LISA Academy North is an open-enrollment public charter high school located in North Little Rock, Arkansas, United States. LISA Academy North Middle High serves students in grades 6 through 12 and is administered by the LISA Academy Charter School.

Since 2008, LISA Academy North has earned the reputation of providing a distinct, high-quality education to students across Arkansas. LISA Academy is a tuition-free public charter school with a comprehensive college preparatory program focusing on Science, Technology, Engineering, and Mathematics. All LISA Academy schools have been accredited by the Arkansas Department of Elementary and Secondary Education since opening.

== Academics ==
As a public charter school, LISA Academy North exceeds the requirements of the Smart Core curriculum developed the Arkansas Department of Education (ADE), which requires students to complete 22 credit units before graduation. Students engage in regular and Advanced Placement (AP) coursework and exams, preparatory courses in ACT/SAT testing, leadership workshops, and partnerships with local colleges and universities. The school's focus is on STEM (science, mathematics, engineering and technology) fields.
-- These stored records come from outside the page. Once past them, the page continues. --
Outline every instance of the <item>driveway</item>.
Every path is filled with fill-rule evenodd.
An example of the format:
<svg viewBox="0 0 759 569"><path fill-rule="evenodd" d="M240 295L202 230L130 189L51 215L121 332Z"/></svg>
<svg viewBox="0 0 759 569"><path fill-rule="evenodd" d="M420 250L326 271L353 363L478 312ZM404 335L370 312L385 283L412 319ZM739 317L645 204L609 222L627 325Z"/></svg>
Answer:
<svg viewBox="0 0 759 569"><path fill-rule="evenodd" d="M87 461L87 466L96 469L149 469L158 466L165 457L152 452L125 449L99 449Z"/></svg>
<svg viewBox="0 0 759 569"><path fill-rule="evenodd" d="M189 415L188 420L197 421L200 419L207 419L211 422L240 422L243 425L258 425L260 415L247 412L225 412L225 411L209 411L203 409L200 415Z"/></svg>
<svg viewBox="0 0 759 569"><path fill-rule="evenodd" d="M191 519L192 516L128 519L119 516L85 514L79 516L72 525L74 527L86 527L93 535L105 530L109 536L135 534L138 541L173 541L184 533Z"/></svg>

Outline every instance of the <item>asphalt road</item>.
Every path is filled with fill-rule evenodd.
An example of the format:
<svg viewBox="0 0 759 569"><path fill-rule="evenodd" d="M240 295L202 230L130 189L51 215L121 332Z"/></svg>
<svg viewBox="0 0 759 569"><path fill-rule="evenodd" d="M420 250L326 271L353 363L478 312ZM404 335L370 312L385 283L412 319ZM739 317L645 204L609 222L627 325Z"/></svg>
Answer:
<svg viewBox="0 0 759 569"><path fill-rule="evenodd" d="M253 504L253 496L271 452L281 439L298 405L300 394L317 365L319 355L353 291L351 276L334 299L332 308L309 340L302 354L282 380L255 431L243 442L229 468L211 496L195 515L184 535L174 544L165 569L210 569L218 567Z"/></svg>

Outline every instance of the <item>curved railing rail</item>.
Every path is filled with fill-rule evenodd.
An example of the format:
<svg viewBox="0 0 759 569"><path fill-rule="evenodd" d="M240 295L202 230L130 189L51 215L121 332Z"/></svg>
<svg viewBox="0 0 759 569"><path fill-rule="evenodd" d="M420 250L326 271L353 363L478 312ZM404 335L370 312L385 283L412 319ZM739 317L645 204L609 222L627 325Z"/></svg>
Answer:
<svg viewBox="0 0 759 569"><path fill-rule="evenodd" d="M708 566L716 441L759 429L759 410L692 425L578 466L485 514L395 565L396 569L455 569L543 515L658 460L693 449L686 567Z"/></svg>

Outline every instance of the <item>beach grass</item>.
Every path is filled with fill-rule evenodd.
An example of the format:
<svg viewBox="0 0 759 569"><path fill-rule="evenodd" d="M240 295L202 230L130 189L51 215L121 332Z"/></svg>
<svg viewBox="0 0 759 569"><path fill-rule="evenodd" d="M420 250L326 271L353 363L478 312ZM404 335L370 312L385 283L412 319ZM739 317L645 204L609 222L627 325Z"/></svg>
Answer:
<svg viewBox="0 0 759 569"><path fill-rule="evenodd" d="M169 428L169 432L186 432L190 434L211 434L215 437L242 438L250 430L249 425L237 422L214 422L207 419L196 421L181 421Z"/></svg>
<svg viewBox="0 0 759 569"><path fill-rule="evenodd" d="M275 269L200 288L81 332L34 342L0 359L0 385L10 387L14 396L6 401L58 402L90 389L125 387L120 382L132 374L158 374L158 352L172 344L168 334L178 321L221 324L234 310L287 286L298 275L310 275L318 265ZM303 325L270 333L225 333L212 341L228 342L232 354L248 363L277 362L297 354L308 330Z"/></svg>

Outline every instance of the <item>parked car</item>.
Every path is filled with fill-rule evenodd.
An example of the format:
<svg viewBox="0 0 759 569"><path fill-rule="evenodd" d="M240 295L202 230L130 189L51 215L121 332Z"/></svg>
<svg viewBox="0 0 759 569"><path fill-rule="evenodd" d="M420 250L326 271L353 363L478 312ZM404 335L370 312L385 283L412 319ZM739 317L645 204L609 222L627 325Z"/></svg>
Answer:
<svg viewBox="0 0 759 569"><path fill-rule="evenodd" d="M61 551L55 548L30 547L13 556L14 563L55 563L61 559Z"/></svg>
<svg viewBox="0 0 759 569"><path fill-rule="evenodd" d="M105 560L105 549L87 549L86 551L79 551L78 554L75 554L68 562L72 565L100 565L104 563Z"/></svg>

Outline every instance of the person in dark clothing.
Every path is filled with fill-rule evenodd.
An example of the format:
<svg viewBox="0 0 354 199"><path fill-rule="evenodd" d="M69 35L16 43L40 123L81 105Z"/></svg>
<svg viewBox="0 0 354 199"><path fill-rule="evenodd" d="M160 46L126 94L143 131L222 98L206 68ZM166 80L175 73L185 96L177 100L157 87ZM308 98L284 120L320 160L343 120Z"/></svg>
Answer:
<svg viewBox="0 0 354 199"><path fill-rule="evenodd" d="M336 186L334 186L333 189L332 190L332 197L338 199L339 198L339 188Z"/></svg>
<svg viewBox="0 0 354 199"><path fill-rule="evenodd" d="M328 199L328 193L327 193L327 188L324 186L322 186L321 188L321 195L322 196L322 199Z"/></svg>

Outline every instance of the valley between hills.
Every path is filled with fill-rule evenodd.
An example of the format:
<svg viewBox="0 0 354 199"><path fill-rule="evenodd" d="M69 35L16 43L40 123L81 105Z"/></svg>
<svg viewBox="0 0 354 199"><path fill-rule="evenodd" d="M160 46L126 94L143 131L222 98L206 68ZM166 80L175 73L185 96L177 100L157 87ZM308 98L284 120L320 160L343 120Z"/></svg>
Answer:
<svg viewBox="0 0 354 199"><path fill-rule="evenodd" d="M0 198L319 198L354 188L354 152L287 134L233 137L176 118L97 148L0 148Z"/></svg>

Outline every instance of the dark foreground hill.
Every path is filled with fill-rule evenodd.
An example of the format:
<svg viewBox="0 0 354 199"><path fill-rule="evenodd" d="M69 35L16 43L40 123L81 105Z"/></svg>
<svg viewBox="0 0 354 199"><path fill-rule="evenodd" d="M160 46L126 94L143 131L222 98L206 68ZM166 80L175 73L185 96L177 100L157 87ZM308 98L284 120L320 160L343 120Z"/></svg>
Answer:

== Extracurricular activities ==
The LISA Academy North mascot for academic and athletic team is the Jaguar with school colors of red and white. Basketball has been the most notable sports at LISA North High school with several trophies attributed.

=== Traditions ===
LISA Academy has a tradition of involving parents through monthly activities. The most popular events are Muffins with moms, Doughnuts with Dads, Cookies with Grandparents, Fall Festival, and Car show. Home visits are also scheduled from staff based on the parent availability.

=== Solar Car Engineering ===
LISA Academy North has participated in the Solar Car Challenge competition in Texas Motor Speedway, Fort Worth, Texas since 2017. High School students have designed, built and completed their solar car. They have competed in the Classic and Advanced Classis Divisions. In 2021, the team was awarded 1st place in 2- and 3-D mechanical drawing of the car. LISA North has the only solar car team in the state of Arkansas.

=== Athletics ===
The LISA Academy North Jaguars participate in various interscholastic activities in the 1A 5 North Conference administered by the Arkansas Activities Association. The Jaguars compete in volleyball, golf (boys/girls), basketball (boys), tennis (boys/girls) and soccer (boys/girls).